Personal information
- Date of birth: 4 January 1978 (age 47)
- Place of birth: Essen, West Germany
- Height: 1.92 m (6 ft 4 in)
- Position(s): Forward

Team information
- Current team: SC Victoria (assistant)

Youth career
- 1986–1993: SG Wattenscheid 09
- 1983–1995: Schwarz-Weiß Essen
- 1995–1998: MSV Duisburg

Senior career*
- Years: Team / Apps / (Gls)
- 1998–1999: MSV Duisburg / 2 / (0)
- 1999–2000: SG Wattenscheid 09 / 16 / (12)
- 2001–2003: MSV Duisburg / 78 / (32)
- 2003–2005: 1. FC Köln / 48 / (10)
- 2005–2008: Alemannia Aachen / 84 / (20)
- 2008–2013: FC St.

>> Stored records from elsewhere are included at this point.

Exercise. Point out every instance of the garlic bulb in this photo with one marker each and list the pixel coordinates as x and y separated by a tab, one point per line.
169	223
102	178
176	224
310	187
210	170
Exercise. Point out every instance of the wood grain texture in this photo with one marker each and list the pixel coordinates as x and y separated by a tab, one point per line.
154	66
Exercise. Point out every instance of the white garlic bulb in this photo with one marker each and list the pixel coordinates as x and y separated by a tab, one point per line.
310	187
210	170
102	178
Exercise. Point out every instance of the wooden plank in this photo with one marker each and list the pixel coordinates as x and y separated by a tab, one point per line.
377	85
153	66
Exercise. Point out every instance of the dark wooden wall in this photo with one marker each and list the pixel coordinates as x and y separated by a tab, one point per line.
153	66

Pauli / 138 / (46)
- 2013–2014: VfL 93 Hamburg / 1 / (2)
- 2014: Fort Lauderdale Strikers / 8 / (1)
- 2014–2017: SC Victoria / 78 / (60)

Managerial career
- 2017–2018: SC Victoria (assistant)
- 2019–: SC Victoria (assistant)

= Marius Ebbers =

German footballer

Marius Ebbers (born 4 January 1978) is a German former professional footballer who played as a forward. He works as assistant manager of SC Victoria.

==Playing career==
Ebbers scored 108 goals in the Bundesliga and 2. Bundesliga, the first two levels of the German football league system. He played for a couple of months abroad in 2014 - at Fort Lauderdale Strikers in the North American Soccer League.

==Coaching career==
Ebbers retired in June 2017, and was immediately hired as assistant manager of the club he last played for, SC Victoria. He left his position one year. However, he re-joined his position again in January 2019, when his former teammate from FC St. Pauli, Fabian Boll, became the new manager of the club.

==Outside football==
Ebbers owns Ebb & Flow, a clothing store in Hamburg. He started a "relief campaign for the homeless."